This study had many notable strengths and some limitations. Strengths include longitudinal, objective measures of yard-size and physical activity, over 90% cohort retention in follow up, and the unique sample of low-income children and parents. One notable limitation of this study is that many multifamily housing units like apartments, town homes and condominiums were recorded as a single parcel in the parcel dataset. Because of this limitation, apartments, town homes, and condos were recorded as having much larger yard sizes than single family houses and duplexes in this study. Further, the average yard area in this study was 0.7 hectare, much larger than the recent estimate of 0.06 hectares of yard for new construction of homes,(McGill, 2016) which may limit generalizability to other geographic regions. In particular the relationship between lot size and socioeconomic status may be complex in the United States, where some wealthy areas like New York city may have smaller lots even though larger lots within the same community are generally associated with high home value and therefore higher socioeconomic status.

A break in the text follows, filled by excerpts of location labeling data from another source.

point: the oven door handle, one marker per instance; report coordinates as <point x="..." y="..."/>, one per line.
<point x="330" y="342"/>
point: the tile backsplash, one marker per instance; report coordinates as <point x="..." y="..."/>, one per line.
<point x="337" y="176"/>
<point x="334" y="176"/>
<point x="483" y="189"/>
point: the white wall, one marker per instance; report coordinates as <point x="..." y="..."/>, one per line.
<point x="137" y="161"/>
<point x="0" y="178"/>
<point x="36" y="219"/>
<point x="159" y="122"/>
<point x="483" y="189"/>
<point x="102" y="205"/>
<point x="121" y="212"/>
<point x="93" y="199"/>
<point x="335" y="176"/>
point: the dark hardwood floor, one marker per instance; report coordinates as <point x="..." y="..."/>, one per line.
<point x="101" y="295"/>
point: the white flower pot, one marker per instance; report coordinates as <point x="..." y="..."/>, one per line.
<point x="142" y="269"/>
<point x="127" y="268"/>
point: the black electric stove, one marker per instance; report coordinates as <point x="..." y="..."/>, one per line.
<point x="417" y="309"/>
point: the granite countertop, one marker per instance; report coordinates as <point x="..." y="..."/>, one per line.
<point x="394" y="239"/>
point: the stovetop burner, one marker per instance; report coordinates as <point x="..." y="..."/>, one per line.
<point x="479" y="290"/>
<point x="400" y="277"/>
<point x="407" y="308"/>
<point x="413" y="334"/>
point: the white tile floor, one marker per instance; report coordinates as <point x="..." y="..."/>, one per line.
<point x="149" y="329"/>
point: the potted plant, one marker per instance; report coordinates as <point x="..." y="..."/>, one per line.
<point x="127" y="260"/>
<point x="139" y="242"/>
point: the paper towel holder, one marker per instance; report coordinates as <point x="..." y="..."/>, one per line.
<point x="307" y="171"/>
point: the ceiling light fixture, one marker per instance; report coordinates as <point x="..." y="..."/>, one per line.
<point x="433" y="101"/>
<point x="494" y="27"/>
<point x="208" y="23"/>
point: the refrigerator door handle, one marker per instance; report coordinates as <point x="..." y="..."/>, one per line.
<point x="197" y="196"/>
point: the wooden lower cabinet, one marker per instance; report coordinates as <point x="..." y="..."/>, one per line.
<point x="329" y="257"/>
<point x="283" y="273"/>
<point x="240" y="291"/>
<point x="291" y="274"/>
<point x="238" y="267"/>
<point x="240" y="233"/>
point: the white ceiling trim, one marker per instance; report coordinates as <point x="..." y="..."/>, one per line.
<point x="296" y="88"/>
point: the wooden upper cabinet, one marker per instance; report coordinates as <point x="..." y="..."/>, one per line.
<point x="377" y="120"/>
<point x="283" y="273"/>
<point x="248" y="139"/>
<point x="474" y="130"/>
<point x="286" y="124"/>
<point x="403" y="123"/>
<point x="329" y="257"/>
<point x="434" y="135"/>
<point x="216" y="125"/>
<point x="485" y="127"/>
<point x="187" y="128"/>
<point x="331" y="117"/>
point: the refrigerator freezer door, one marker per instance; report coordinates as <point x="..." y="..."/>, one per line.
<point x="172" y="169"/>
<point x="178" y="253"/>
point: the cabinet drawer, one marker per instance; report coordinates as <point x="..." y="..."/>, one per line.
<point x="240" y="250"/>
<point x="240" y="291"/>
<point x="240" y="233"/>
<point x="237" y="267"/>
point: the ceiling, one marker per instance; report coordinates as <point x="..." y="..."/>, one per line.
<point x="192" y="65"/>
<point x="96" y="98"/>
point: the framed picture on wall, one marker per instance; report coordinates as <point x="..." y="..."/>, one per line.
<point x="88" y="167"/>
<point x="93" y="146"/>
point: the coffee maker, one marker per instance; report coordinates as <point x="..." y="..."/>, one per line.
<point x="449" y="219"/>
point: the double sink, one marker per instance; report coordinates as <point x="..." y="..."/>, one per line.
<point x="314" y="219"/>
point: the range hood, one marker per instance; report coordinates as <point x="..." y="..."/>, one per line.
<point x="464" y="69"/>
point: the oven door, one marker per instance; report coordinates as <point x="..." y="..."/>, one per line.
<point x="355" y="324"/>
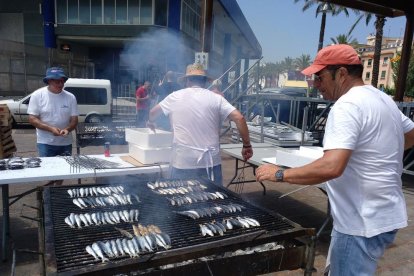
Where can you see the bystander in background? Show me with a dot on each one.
(142, 97)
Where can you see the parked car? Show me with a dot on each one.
(94, 97)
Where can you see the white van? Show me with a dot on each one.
(94, 97)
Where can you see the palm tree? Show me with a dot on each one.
(344, 39)
(379, 31)
(302, 62)
(324, 7)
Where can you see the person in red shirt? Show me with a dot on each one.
(142, 96)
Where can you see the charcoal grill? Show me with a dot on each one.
(64, 247)
(98, 133)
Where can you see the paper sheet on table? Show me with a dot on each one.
(271, 160)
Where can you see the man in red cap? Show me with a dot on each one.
(364, 142)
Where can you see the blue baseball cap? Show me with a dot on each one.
(54, 73)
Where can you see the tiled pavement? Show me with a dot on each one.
(306, 207)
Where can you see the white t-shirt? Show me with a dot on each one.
(367, 198)
(55, 110)
(196, 115)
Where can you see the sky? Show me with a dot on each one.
(284, 30)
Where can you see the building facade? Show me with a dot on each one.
(125, 41)
(391, 47)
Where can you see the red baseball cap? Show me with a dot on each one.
(338, 54)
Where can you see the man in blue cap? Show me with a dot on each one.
(54, 113)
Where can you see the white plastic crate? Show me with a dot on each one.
(146, 138)
(150, 155)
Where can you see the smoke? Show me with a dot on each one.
(154, 53)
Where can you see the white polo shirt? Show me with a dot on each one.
(196, 115)
(367, 198)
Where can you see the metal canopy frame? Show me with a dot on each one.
(388, 8)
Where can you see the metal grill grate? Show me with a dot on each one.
(65, 246)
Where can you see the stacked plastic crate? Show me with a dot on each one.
(149, 147)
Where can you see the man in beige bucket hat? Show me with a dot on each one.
(361, 165)
(196, 115)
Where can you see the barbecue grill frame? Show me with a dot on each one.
(298, 255)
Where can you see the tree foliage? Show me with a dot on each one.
(344, 39)
(395, 63)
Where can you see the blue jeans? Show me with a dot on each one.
(198, 173)
(46, 150)
(356, 255)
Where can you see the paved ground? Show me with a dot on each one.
(306, 207)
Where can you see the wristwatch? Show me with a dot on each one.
(279, 175)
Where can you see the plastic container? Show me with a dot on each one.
(146, 138)
(150, 155)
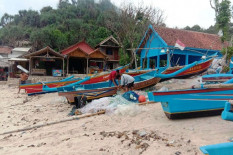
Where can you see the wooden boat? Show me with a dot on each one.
(102, 89)
(218, 149)
(201, 66)
(38, 87)
(104, 76)
(227, 113)
(209, 100)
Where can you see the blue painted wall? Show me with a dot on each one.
(155, 44)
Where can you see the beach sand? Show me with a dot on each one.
(147, 132)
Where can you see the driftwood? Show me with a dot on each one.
(55, 122)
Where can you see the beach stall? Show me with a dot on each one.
(83, 59)
(46, 62)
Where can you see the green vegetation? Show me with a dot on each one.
(77, 20)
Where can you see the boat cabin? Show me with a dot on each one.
(158, 48)
(110, 46)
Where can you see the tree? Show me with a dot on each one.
(222, 16)
(130, 23)
(6, 19)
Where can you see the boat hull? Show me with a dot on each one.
(192, 102)
(197, 69)
(38, 87)
(217, 77)
(105, 91)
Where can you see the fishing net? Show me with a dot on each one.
(113, 105)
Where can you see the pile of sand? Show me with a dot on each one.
(147, 132)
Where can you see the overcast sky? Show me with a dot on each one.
(179, 13)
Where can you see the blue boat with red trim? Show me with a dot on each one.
(209, 100)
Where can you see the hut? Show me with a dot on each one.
(82, 58)
(16, 58)
(110, 46)
(46, 62)
(4, 52)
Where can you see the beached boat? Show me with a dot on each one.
(214, 78)
(102, 89)
(104, 76)
(38, 87)
(218, 149)
(201, 66)
(209, 100)
(161, 49)
(227, 113)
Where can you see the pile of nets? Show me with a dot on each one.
(113, 105)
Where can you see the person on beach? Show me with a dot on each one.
(112, 78)
(127, 82)
(80, 101)
(23, 78)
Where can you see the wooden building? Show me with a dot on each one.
(45, 61)
(110, 47)
(82, 58)
(157, 48)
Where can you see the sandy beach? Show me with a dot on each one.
(138, 130)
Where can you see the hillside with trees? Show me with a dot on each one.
(77, 20)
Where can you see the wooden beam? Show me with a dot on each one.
(87, 66)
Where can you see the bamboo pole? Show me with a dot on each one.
(55, 122)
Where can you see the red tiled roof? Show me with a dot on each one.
(5, 50)
(81, 45)
(190, 38)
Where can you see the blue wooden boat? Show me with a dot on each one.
(217, 78)
(46, 89)
(37, 87)
(209, 100)
(227, 113)
(102, 89)
(218, 149)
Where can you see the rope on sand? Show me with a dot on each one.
(55, 122)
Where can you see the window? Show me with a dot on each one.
(109, 51)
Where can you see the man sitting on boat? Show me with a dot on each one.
(127, 82)
(219, 69)
(112, 78)
(23, 78)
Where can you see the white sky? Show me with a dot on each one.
(179, 13)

Condominiums and townhomes had the biggest yard footprint, and this limits our ability to fully describe the access to private space for physical activity for children living in these multifamily developments as the space around condominiums and townhomes may not be fully private. In some cases, children may only have access to the part of the development immediately near their condominium or townhome. In other cases, children may have access to the entire grounds of the development. The height of the multifamily development may also impact the accessibility of the private or semi-private greenspace as children on higher floors may be less likely to descend the stairs to get to green-space. Some condominium complexes may have playgrounds or pools, essentially giving children access to a private park. This mechanism could help explain a previous finding by Aarts et al. (2010) that 4 to 6 year old boys living in rental properties showed more physical activity than boys living in owned properties. While our study did not find a statistical difference in physical activity by residence type, the mean physical activity was highest for children living in condominiums or townhomes. Future work should aim to better characterize the private or semi-private space available for physical activity in multifamily developments, including the resources available within the entire condominium or townhome complex beyond resources available within children’s’ immediate dwelling unit to measure and test effects of private space resources on children’s’ physical activity. It could also be the case that the self-governance of condominium and townhome developments promotes interactions between neighbors, and the proximity to other families with young kids might have a role in supporting physical activity of young children.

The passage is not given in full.